Warum diese Unterschiede? Kann man sich nicht auf eine einheitliche Vorschrift einigen, die generell das eine erlaubt, oder verbietet?!


----------



## FoolishFarmer (13. Mai 2009)

*AW: Der Karpfensack! Rechtens oder nicht?!*

Die länderspezifischen Unterschiede liegen im Föderalismus begründet! Beschwer  Dich bei Adenauer... 
Jedes Land hat ein eigens Fischereigesetz - dementsprechend auch eigen Regelungen.

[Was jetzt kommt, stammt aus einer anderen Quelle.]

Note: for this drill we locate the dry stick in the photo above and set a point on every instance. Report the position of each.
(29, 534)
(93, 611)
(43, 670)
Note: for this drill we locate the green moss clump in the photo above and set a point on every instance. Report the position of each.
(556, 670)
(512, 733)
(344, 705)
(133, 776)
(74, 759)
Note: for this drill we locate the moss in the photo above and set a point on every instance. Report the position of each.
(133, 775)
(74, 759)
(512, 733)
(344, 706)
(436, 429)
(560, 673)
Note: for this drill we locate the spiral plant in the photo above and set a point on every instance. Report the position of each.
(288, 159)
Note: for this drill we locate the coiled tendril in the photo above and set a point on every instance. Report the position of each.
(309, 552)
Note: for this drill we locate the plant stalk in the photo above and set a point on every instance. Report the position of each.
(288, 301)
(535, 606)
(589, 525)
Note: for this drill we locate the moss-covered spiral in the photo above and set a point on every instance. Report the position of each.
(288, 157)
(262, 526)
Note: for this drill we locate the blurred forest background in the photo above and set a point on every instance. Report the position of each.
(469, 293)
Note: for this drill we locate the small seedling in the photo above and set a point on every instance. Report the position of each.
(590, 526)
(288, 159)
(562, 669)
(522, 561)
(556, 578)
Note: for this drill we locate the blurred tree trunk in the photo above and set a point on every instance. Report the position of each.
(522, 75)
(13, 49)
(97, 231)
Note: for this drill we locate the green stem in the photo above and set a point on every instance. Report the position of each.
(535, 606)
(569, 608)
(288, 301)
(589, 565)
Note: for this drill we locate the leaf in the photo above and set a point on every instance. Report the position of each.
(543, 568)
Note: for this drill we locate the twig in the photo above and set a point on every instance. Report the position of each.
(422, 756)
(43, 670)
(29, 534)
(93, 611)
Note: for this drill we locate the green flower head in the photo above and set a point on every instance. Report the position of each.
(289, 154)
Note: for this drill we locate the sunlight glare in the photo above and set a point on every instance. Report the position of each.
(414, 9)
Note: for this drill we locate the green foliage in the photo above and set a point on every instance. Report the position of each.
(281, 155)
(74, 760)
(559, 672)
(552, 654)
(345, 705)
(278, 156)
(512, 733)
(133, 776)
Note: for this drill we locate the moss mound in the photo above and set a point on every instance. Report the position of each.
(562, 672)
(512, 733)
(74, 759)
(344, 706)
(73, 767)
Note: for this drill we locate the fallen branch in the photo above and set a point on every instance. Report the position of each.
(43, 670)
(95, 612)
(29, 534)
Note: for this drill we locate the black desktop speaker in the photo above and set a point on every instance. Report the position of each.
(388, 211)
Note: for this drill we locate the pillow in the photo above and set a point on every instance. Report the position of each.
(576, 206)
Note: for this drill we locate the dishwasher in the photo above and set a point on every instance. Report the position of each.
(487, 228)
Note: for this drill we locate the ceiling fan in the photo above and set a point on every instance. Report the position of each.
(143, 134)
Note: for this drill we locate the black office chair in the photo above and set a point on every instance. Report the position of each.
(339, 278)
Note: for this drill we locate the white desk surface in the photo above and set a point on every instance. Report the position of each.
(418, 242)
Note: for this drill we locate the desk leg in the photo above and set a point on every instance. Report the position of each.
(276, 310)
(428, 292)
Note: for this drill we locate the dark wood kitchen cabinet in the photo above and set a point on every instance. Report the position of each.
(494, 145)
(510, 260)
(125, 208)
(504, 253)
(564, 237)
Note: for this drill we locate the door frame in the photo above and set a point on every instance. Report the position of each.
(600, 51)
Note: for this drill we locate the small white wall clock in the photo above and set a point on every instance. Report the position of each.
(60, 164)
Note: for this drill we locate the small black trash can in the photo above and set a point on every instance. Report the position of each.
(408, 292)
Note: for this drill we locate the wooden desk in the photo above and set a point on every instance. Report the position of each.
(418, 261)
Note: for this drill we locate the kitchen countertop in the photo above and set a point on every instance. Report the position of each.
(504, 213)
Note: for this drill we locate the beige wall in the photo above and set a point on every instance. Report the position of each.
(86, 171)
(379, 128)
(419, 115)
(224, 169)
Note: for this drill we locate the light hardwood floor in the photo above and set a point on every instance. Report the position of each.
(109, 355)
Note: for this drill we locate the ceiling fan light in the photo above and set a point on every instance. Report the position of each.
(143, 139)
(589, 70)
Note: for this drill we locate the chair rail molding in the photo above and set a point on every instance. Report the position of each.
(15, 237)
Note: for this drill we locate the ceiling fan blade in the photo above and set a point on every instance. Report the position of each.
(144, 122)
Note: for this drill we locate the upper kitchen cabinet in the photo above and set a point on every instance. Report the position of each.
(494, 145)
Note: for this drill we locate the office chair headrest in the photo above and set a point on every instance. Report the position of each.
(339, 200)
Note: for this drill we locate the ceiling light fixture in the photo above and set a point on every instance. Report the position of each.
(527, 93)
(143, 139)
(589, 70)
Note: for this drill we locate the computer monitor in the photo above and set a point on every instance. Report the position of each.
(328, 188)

In NRW ist der Karpfensack definitiv nicht erlaubt. Der Setzkescher schon, wenn er entsprechenden Kriterien entspricht (50cm Durchmesser, Spannringe, mindestens 3m horizontal im Wasser, etc.).
Einen 40-Pfund-Karpfen in ein solches Gerät zu sperren könnte jedoch im Sinne des Tierschutzgesetzes (bundesweit gültig) rechtswidrig sein.


----------



## zarpfenjaeger (13. Mai 2009)

*AW: Der Karpfensack! Rechtens oder nicht?!*



FoolishFarmer schrieb:


> Einen 40-Pfund-Karpfen in ein solches Gerät zu sperren könnte jedoch im Sinne des Tierschutzgesetzes (bundesweit gültig) rechtswidrig sein.



Das dürfte ja nun wohl jedem einleuchten. Obwohl, es gibt wahrscheinlich genug die selbst das als normal ansehen würden.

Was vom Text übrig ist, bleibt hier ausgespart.